Advertisement

STAGE REVIEW : Dealing With Light, Language in ‘White Ant’

Share via

Snoo Wilson is an irascibly elusive playwright who isn’t about to change his ways for anyone. His recent “More Light” made that clear, and his “The Soul of the White Ant,” at Hollywood Artists Repertory Theatre, makes it starkly transparent.

Wilson is a gamesmith who willfully and impetuously changes the rules on the playing field as far and as often as it suits his purposes. He does it within a style of language that can’t be quoted, not because it’s full of expletives, but because it has the density of good poetry that a single listening can’t penetrate.

More importantly, his highly elliptical style is firmly put to political ends. Whereas “More Light,” ultimately a failure of its own grand ambitions, attempted a fable on an intellectual battling the church state (astronomer Giordano Bruno vs. Pope Clement VIII), “The Soul of the White Ant” explores the cancer of racism.

Advertisement

The racism is in South Africa, but director John Moody’s production doesn’t seem as nearly fixated on the Afrikaner situation as, say, Athol Fugard’s “The Road to Mecca.” From the array of background American pop tunes, to the jukebox in Mabel’s bar where Wilson’s men congregate, to Moody’s very American cast, we are, and are not, in South Africa. Wipe away the accent, and we might be in Florida.

Dislocation is the operative word here. Wilson will start a scene in a familiar way (Mabel and her women friends, Edith and June, discussing “female problems”) and explode it into operatic excess (Mabel ends up carrying the collective white guilt on her shoulders). As the delicate balance of relationships breaks down, and Edith and June’s men (Pieter and Julius) violently react against a terrible and excessive series of accidents that have befallen Mabel, locales, rhythms and character identities shift abruptly.

The biggest shift is with the character of Eugene (J. D. Smith), who literally pops out of the ground. He is a kind of angel from below, a demonic savior for these decimated whites. At first, he is a bedraggled human slug who can barely talk, but possesses the swaggering Pieter. Later, he reappears as an odd country gentleman with the cure for everyone’s ills.

Advertisement

Wilson’s joke seems to be that only a kind of magical solution will cure apartheid--the type of coup de theatre that concludes his play. If so, it’s ultimately a joke without resonance, because it leaves the sense of being merely the last in a long series of authorial manipulations. His characters are pawns in a theatrical experiment more than they are living through a horrible set of catastrophes.

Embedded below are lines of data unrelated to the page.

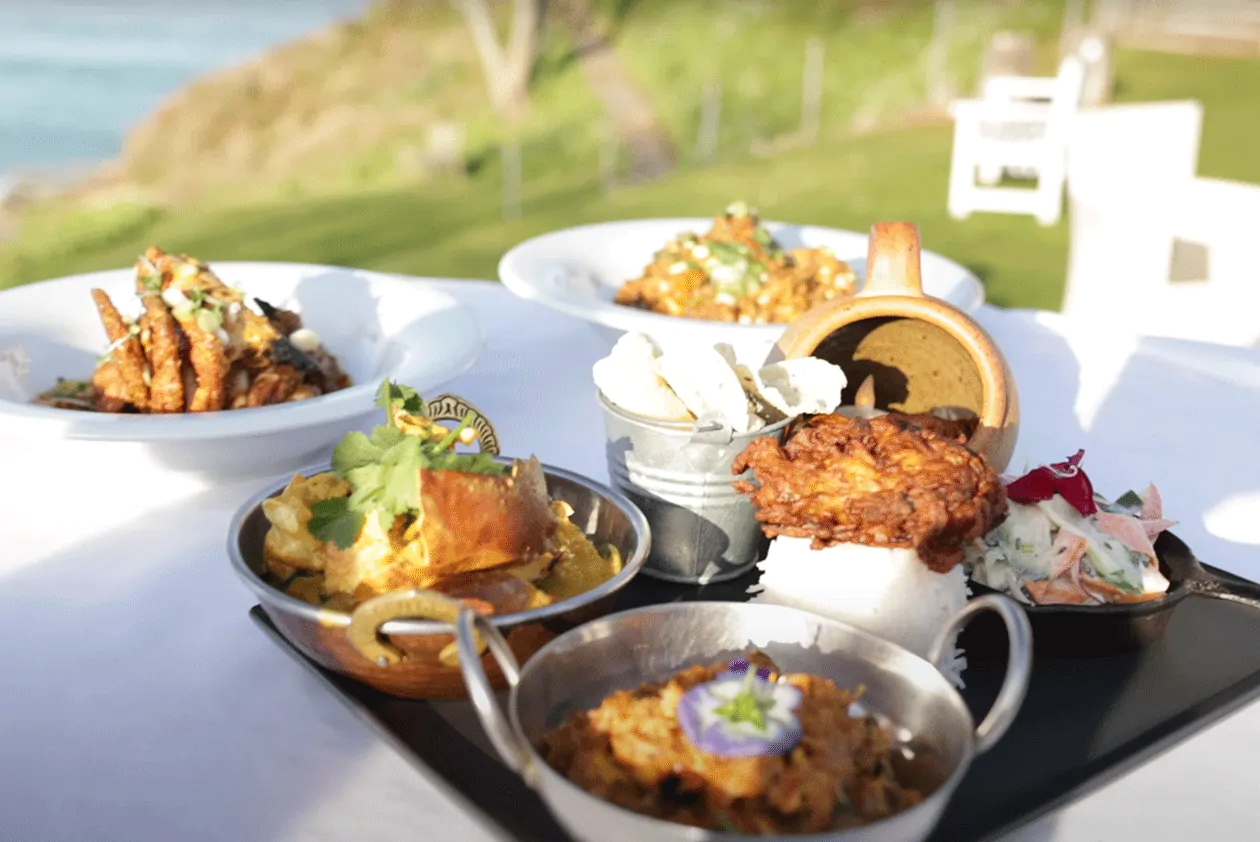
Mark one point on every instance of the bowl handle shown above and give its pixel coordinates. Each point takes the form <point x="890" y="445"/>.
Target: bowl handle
<point x="509" y="745"/>
<point x="1014" y="686"/>
<point x="367" y="619"/>
<point x="893" y="260"/>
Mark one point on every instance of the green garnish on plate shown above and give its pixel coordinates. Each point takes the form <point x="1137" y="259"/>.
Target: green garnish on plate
<point x="383" y="468"/>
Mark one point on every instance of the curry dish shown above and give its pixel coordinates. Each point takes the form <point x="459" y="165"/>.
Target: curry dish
<point x="633" y="751"/>
<point x="197" y="347"/>
<point x="737" y="272"/>
<point x="401" y="509"/>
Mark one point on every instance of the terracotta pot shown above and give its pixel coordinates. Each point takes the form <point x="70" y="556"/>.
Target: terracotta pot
<point x="921" y="352"/>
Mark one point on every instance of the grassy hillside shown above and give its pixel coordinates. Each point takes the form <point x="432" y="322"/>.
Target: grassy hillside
<point x="363" y="212"/>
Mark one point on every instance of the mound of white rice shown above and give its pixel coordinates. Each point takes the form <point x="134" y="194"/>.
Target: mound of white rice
<point x="887" y="593"/>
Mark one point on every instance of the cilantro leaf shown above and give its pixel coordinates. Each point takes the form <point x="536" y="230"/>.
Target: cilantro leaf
<point x="334" y="519"/>
<point x="354" y="451"/>
<point x="383" y="470"/>
<point x="393" y="397"/>
<point x="1129" y="501"/>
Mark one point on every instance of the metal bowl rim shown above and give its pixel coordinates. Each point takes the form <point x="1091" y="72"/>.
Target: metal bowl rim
<point x="943" y="793"/>
<point x="274" y="598"/>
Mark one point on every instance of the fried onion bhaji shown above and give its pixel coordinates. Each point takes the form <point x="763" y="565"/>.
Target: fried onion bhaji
<point x="125" y="352"/>
<point x="875" y="482"/>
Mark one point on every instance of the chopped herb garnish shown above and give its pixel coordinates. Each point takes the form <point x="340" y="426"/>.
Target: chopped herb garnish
<point x="333" y="519"/>
<point x="383" y="469"/>
<point x="1129" y="501"/>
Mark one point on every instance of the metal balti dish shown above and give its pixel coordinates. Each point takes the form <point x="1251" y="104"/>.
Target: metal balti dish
<point x="623" y="651"/>
<point x="1099" y="630"/>
<point x="328" y="637"/>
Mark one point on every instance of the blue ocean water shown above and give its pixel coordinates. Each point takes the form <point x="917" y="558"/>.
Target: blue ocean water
<point x="76" y="74"/>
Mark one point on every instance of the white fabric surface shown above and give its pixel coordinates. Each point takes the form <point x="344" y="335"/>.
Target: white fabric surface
<point x="139" y="702"/>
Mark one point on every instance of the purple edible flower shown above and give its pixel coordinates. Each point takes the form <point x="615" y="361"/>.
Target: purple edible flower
<point x="740" y="714"/>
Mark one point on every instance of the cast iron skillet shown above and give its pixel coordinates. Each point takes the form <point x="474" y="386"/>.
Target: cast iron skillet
<point x="1090" y="630"/>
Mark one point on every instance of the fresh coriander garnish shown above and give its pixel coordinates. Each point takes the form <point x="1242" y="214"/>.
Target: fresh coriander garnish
<point x="383" y="468"/>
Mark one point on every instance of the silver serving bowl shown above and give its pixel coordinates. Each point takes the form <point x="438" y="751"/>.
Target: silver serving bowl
<point x="576" y="671"/>
<point x="382" y="643"/>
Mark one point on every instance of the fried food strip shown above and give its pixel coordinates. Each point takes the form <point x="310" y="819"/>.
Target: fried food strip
<point x="185" y="274"/>
<point x="875" y="482"/>
<point x="209" y="364"/>
<point x="160" y="338"/>
<point x="274" y="386"/>
<point x="111" y="391"/>
<point x="125" y="351"/>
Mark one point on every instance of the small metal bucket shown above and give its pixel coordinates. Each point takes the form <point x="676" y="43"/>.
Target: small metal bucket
<point x="933" y="727"/>
<point x="679" y="475"/>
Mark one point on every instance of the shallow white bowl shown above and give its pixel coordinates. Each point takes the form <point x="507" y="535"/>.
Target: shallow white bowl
<point x="577" y="271"/>
<point x="377" y="325"/>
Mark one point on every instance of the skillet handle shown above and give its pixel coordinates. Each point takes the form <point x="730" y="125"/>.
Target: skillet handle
<point x="507" y="741"/>
<point x="1014" y="686"/>
<point x="1216" y="588"/>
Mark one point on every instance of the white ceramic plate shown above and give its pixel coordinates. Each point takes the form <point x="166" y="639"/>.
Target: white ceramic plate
<point x="577" y="271"/>
<point x="377" y="325"/>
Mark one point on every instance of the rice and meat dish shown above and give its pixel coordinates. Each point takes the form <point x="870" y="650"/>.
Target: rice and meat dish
<point x="403" y="509"/>
<point x="737" y="272"/>
<point x="1062" y="543"/>
<point x="197" y="347"/>
<point x="870" y="519"/>
<point x="737" y="748"/>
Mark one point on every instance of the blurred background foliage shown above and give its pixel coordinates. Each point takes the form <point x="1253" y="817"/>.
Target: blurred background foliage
<point x="374" y="143"/>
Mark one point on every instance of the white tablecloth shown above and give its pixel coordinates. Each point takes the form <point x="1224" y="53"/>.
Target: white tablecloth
<point x="139" y="703"/>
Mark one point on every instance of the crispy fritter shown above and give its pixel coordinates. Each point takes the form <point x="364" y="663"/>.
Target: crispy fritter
<point x="880" y="483"/>
<point x="159" y="334"/>
<point x="125" y="352"/>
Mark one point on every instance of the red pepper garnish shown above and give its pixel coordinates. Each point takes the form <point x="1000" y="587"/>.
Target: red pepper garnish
<point x="1064" y="478"/>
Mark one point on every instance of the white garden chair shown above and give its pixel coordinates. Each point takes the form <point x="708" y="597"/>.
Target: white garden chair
<point x="1019" y="127"/>
<point x="1132" y="196"/>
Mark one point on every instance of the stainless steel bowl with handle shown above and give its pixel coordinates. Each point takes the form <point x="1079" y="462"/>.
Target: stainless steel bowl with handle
<point x="392" y="642"/>
<point x="935" y="732"/>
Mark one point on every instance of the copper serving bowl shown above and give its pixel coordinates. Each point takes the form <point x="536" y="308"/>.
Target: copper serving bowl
<point x="355" y="643"/>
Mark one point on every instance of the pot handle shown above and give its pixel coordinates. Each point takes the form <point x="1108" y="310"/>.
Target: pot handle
<point x="1014" y="686"/>
<point x="509" y="745"/>
<point x="893" y="260"/>
<point x="367" y="619"/>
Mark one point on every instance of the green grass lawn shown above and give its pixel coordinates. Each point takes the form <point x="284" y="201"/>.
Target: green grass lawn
<point x="456" y="230"/>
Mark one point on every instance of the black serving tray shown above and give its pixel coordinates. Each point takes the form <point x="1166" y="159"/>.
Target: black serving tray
<point x="1085" y="721"/>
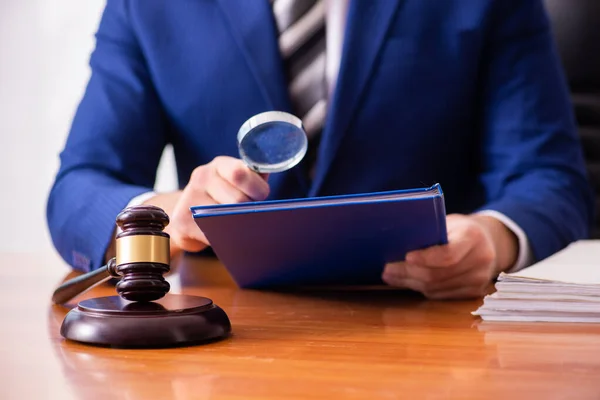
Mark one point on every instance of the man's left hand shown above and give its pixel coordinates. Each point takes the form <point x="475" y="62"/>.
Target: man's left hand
<point x="479" y="248"/>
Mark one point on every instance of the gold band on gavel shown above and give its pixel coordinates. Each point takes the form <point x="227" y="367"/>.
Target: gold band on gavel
<point x="143" y="248"/>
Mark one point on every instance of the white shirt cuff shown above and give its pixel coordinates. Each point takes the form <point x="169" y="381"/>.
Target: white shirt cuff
<point x="139" y="199"/>
<point x="525" y="256"/>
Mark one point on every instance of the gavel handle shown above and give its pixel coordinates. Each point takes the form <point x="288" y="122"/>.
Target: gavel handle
<point x="83" y="283"/>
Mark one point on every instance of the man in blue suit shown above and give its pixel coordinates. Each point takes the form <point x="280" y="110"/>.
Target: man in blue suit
<point x="394" y="94"/>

Despite the best efforts of the cast, led by Kym Sawtelle’s Mabel (she is the kind of expressionist actress Rainer Fassbinder used to work with), “White Ant” lacks an emotional spine. That’s most obvious with the off-stage black servant, whose catalytic death is never a felt loss. When the ends are exposing the strange psychosis of racism, a cool intellectual experiment is an inappropriate means.

The psychosis is made most dramatic, though, by Jeff Klarin’s cubistic sets, David Carlton’s discomfiting lights and Klarin and Moody’s unnerving sound design.